1.
“Lamento
ter nascido.”;
“Gostei muito de ter nascido.” A
primeira frase é do ensimesmado poeta António Ramos Rosa. A segunda, do feliz
& polivalente fazedor de campeões Moniz Pereira. Constam ambas de um livro
intitulado O que a Vida me Ensinou. A
obra compreende 34 depoimentos (23 homens, onze mulheres) de notórias figuras
da nossa intelectualidade contemporânea coligidos pelo jornalista Valdemar Cruz
para o semanário Expresso entre 2002
e 2005. A edição livresca aconteceu em Março de 2007, sob a chancela editorial
da Temas e Debates. À data do livro,
três dos entrevistados haviam morrido já. No entretanto destes nove anos &
sete meses, muitos deles partiram já também. Todos tinham não menos do que 70
anos quando o jornalista com eles se encontrou.
A leitura enriqueceu-me. É
um trabalho limpo, que vivamente recomendo a todos quantos dispensam à
livralhada uma atenção & uma intenção que só proveitosas podem ser.
Sublinhei muito, gastei todo um lápis. Adriano Moreira patenteou sem esforço a
sua clara, incontornável sageza. O excesso pró-aforístico de Agustina não me
aborreceu tanto, não desta vez. Siza Vieira, todo elegância. O sobredito Ramos
Rosa pareceu-me o que o labor poético dele me parece: cansado & cansativo.
Gostei muito do auto-retrato vital da fadista Argentina Santos. Eduardo
Lourenço é um monumento. O investigador Fernando Catarino deu-me ideia de areia
a menos para a camioneta exibida. Fernando Lanhas, giro, patusco, sábio. M.ª
Helena da Rocha Pereira, maravilhosa. Manoel de Oliveira, banal &
sobrevalorizado. D. Manuel Martins, vero filantropo & alma boa. Maria Keil
do Amaral angustiou-me. Nella Maissa, prodigiosa. Óscar Lopes, outro monumento.

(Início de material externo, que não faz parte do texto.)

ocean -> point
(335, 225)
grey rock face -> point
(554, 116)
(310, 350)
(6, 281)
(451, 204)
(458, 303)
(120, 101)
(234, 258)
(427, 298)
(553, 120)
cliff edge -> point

Margarida Tengarrinha, humaníssima & exemplar. Sequeira Costa, profundo,
grave, ortoépio. O industrial José Manuel de Mello, absolutamente execrável.
Completam o rol: Anthimio de Azevedo, Borges Coelho, Eunice Muñoz, Fernando
Távora, Galopim de Carvalho, Glicínia Quartim, Helena Sá e Costa, José Pinto da
Costa, José Saramago, Júlio Pomar, Júlio Resende, Luísa Dacosta, M.ª de Lourdes
Levy, Nuno Grande, Ruy de Carvalho e Vítor Crespo. Da minha leitura, mais por
ora não digo. Diga-me da sua o Leitor, se caso disso for.
2.
Outra
proveitosa leitura que fiz por estes dias: Intelectuais
Portugueses na Primeira Metade de Oitocentos (de M.ª de Lourdes Costa Lima
dos Santos para a Editorial Presença,
Lx., 1988). É tese de doutoramento muitíssimo bem lavrada. A poucas páginas do
fim, aprendi que foi fundada em Abrantes, no remo(r)to ano de 1802, uma tal Sociedade Literária Tubuciana. Era dela
figura-de-proa um Rodrigo da Silva Bivar, “Inspector
da Plantação das Amoreiras e Director da Fiação da Seda”. A doutoranda
Autora remete o interessado (em a nota remissivo-bibliográfica n.º 11, pp. 325)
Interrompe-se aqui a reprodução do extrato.